Enigma – Quest for the Code Book by Nomis Piy

Enigma – Quest for the Code Book is Nomis Piy’s latest product, a puzzle-solving escape game with a World War II theme. This indoor activity involves pitting teams against the clock to solve a series of puzzles, where the objective is to retrieve a codebook in order to decipher an intercepted enemy transmission.

Concept: This 1.5-hour escape game gets teams of participants to communicate with each other and put their heads together to decipher clues, and find sensible answers to confusing puzzles and mind-boggling riddles.
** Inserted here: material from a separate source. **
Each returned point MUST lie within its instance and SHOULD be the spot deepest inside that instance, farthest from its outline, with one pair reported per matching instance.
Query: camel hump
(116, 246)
Each successfully solved answer will lead them to the next clue, so on and so forth, until the objective of the game is achieved.

The rigorous brain activity involves a large amount of associative skills, lateral-thinking and creativity, where participants have to think way outside the box in order to see things from a different perspective.

MICE application: Nomis Piy can arrange this teambuilding activity for group sizes ranging from 40 to 600 people.

The game’s portability is what makes it attractive – as it can be done in air-conditioned comfort within a function room, ballroom or even in an office. The duration of the game can also be tailored to a company’s preference.

Moreover, it can be customised according to a company’s core values, mission and vision statement. For instance, Nomis Piy conducted one such escape game for a company’s workplace safety awareness week.

While a game usually ranges from one to two hours, game durations can also be tweaked accordingly. For companies with less experienced escape game players, more time is usually given. Currently, Nomis Piy has a stable of more than 10 escape games with various themes. To keep things fresh, they also design a new game every few months.

Rates range from S$15 (US$11) to S$50 per participant, but this amount depends on factors such as the size of the event, number of players, and whether venue booking or food catering is required.

Service: I was blown away by the intricacies of the puzzles. I was also partially annoyed at my own inability to solve them, and gaped at how foreign and complex each one seemed to me. Regardless, my colleague Yixin and I were fully engaged as we attempted some of the puzzles, even though we didn’t manage to successfully break the code. It also helped that Yixin was more determined than I was.

For teams that managed to achieve the objective, the sense of achievement they felt was obvious through their beaming smiles. I believe that for companies, this escape game will be an excellent indoor alternative to traditional teambuilding events.